At producer and processor level:
• The production of healthy, sustainable products (provided the preceding elements have been put in place).
• Better organisation within the profession - more producer organizations, more cooperative structures and better services.
• Using knowledge and innovation to build up a profitable competitive advantage.
• Investing in better facilities and reinforcing competencies.
At NGO level :
• Recognition of the sustainable development of aquaculture.
• Understanding of the role of European aquaculture.
• Understanding the differences between systems and species.
• Working together constructively with the professions.
At research organisation level :
• In order to attain the objectives drawn up by EATIP (5)
• Significant research for the benefit of the profession.
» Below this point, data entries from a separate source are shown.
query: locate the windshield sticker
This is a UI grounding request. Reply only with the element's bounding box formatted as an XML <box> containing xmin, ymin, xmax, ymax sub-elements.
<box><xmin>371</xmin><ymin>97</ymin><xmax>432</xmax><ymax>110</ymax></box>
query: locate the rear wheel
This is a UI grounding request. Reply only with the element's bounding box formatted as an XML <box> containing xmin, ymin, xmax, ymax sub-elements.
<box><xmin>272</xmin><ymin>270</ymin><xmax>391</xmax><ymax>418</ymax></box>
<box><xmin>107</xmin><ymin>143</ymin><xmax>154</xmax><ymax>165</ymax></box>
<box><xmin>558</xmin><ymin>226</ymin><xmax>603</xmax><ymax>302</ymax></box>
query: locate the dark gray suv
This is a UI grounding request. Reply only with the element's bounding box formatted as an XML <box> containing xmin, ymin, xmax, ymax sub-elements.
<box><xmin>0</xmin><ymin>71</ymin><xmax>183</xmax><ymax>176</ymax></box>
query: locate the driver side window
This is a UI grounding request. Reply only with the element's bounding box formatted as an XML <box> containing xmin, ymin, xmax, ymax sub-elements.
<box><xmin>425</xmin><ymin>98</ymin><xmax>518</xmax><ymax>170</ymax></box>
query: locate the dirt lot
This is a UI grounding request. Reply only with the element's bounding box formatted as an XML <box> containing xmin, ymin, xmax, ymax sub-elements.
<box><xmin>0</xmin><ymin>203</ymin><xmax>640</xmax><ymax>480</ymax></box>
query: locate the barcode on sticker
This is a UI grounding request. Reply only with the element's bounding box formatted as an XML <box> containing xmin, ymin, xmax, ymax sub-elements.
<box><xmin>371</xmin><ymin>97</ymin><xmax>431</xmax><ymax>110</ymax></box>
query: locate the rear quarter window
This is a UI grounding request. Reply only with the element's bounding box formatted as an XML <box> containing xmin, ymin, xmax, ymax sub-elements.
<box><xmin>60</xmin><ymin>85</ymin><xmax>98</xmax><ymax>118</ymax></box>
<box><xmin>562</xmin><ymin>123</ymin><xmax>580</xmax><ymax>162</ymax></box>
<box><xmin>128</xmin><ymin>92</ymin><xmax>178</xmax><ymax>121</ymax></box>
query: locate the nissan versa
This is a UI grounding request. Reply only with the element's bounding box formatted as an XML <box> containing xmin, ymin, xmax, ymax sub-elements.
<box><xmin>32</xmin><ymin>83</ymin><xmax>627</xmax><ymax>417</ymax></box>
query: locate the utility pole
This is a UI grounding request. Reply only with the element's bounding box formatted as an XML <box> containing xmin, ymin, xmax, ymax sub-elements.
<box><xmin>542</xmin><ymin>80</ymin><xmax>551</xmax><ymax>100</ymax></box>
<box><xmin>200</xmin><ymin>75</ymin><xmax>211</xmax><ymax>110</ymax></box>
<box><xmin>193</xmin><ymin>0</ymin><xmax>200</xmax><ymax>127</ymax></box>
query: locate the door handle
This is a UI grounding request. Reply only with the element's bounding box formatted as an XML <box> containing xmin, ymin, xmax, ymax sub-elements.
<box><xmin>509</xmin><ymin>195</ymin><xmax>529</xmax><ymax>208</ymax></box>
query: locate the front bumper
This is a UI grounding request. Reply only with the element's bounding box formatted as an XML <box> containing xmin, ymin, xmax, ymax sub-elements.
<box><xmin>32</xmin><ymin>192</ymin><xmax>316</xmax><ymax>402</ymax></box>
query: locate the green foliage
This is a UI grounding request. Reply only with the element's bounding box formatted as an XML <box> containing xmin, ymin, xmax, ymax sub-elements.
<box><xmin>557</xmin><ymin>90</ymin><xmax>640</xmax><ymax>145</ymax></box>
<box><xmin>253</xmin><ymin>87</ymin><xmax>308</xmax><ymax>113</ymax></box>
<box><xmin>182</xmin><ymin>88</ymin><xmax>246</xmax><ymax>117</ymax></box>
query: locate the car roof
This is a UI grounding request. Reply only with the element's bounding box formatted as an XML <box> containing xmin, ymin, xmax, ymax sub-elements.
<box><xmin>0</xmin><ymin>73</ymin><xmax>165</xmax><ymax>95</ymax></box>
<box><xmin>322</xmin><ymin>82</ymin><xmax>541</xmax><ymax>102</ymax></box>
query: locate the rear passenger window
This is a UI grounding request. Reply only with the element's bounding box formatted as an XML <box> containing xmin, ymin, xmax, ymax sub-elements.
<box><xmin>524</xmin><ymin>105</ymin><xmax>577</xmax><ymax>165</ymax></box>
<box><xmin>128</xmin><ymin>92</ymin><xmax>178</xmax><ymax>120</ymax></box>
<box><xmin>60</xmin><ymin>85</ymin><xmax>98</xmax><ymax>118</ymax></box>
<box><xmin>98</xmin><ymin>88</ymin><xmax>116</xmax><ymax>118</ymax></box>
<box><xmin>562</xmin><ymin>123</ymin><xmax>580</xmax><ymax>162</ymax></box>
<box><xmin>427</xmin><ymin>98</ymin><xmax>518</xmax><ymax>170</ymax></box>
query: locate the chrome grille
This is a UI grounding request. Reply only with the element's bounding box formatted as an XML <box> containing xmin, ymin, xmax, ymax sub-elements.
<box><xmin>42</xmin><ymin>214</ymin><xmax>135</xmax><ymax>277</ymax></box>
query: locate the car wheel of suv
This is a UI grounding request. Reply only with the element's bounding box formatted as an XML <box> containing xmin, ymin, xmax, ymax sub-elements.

• Increased competitiveness.
• Development of fish food that will make aquaculture a more efficient food producer.
• Development of cutting-edge technology and systems that respect the environment whilst remaining economically viable.
• Improvements in health and welfare that will allow the rearing of healthy, high quality aquatic animals.
A.I. - What is the position of the inter-profession association as to the reintroduction of animal-based proteins into fish food?
A.C. - As soon as the European Commission and the EFSA have given us a full guarantee of the quality of these proteins, it is clear that the profession, still within a context of sustainability, would like to be able to reintroduce these products into the possible input of fish food. For us, this is moving in the direction of sustainability because it lowers the severe European protein deficit, and improves the famous FISH IN- FISH OUT of European aquaculture, the competitiveness of our farmers in a context where European frontiers are open to all the fish products that do not respect European regulations, and the carbon balance-sheet of our production by favouring local products rather than products that have traveled half-way across the planet. That said, since the subject remains very sensitive, certain national federations will need time to convince consumers of the merits of this European decision.